Ci era già arrivato Peter Greenberg nel 1939 con il saggio Avanguardia e Kitsch; il cui sunto oggi, forse, potrebbe essere parafrasato così: “L’uomo – in senso antropologico – è sia quell’animale che ascolta Sferaebbasta, sia quell’animale che non disdegna il Bauhaus”. A ribadire il concetto, oggi, arriva una Digital Talk in streaming il 16 aprile alle 18.30 sui canali social di Triennale (Instagram e You Tube). Nomi di lustro della scena come Rkomi, Frah Quintale e The Night Skinny entreranno in dialogo con Stefano Boeri, direttore di Triennale Milano, e Lorenza Baroncelli, Direttrice artistica di Triennale Milano. Il tutto sarà moderato da Bianca Felicori, giornalista e ricercatrice indipendente, nonché ideatrice del progetto di “(T)rap & Architecture”. Molt* di voi la conosceranno, forse, indirettamente per la sua pagina di post-mnemonica sull’architettura “Forgotten Architecture”. Un dialogo quindi quello messo in scena da Triennale che si configura sia come interdisciplinare, che come intergenerazionale – e che vuole spingere i limiti del dibattito critico del contemporaneo oltre lo spazio perimetrale del côtè di ciò che è, comunemente, considerato istituzionale.
L’uomo è sia quell’animale che ascolta Sferaebbasta, sia quell’animale che non disdegna il Bauhaus.

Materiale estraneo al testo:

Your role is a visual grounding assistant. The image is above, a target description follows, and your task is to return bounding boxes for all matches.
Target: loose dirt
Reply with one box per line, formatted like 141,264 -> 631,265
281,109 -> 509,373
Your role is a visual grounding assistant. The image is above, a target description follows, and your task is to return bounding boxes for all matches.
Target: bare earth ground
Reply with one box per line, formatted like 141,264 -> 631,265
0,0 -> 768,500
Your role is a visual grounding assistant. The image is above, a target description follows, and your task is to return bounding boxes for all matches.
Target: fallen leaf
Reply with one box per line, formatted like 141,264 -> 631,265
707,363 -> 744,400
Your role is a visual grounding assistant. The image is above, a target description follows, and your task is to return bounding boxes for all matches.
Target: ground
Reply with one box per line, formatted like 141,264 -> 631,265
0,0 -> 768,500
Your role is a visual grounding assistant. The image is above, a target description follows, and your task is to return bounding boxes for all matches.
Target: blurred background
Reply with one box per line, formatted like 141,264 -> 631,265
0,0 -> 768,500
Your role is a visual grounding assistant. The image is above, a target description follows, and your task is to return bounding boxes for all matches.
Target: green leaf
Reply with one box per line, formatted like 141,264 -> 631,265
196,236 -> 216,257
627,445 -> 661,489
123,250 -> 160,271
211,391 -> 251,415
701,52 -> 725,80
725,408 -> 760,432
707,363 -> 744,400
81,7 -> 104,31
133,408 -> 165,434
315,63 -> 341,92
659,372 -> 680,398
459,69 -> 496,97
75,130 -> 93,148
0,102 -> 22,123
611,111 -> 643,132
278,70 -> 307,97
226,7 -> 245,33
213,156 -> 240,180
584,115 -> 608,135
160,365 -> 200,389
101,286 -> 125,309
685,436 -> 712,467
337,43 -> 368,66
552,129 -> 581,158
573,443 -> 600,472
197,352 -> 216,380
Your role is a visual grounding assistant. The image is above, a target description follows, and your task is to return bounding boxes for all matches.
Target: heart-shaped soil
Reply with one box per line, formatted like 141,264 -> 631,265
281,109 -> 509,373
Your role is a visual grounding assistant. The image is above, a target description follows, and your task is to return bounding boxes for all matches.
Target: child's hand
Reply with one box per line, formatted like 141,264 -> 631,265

A ribadire il concetto arriva “(T)rap & Architecture”
L’evento, powered by Adidas, si configura come una riflessione estetica sulla cultura pop e sulle sue conseguenza di quest’ultima nel modo in cui abitiamo le nostre polis; come in un quadro di Giotto, il videoclip diventa oggi una raffigurazione necessaria per rivoluzionare il modo in cui esperiamo la città e i suoi quartieri. Oltre ogni snobbismo intellettuale di sorta, l’approccio della Triennale con il setting-up di agorà postmoderne di questo tipo è quello proprio dei Cultural Studies – un approccio antropocentrico al massimo che fa cadere il confine tra alto e basso, tra atenei e strade; per rigeocalizzare l’umano nel punto di intersezione tra queste due dimensioni che più che opposte, possiamo iniziare a vedere come complementari e perché no, osmotiche. E se oggi l’immaginario di Napoli sta più a Liberato e a Sagg’ Napoli che non a Luciano De Crescenzo e Pino Daniele – lo dobbiamo anche a come questi artist* hanno saputo agire nel campo dell’architettura sulla risemantizzazione del magma visivo della loro città.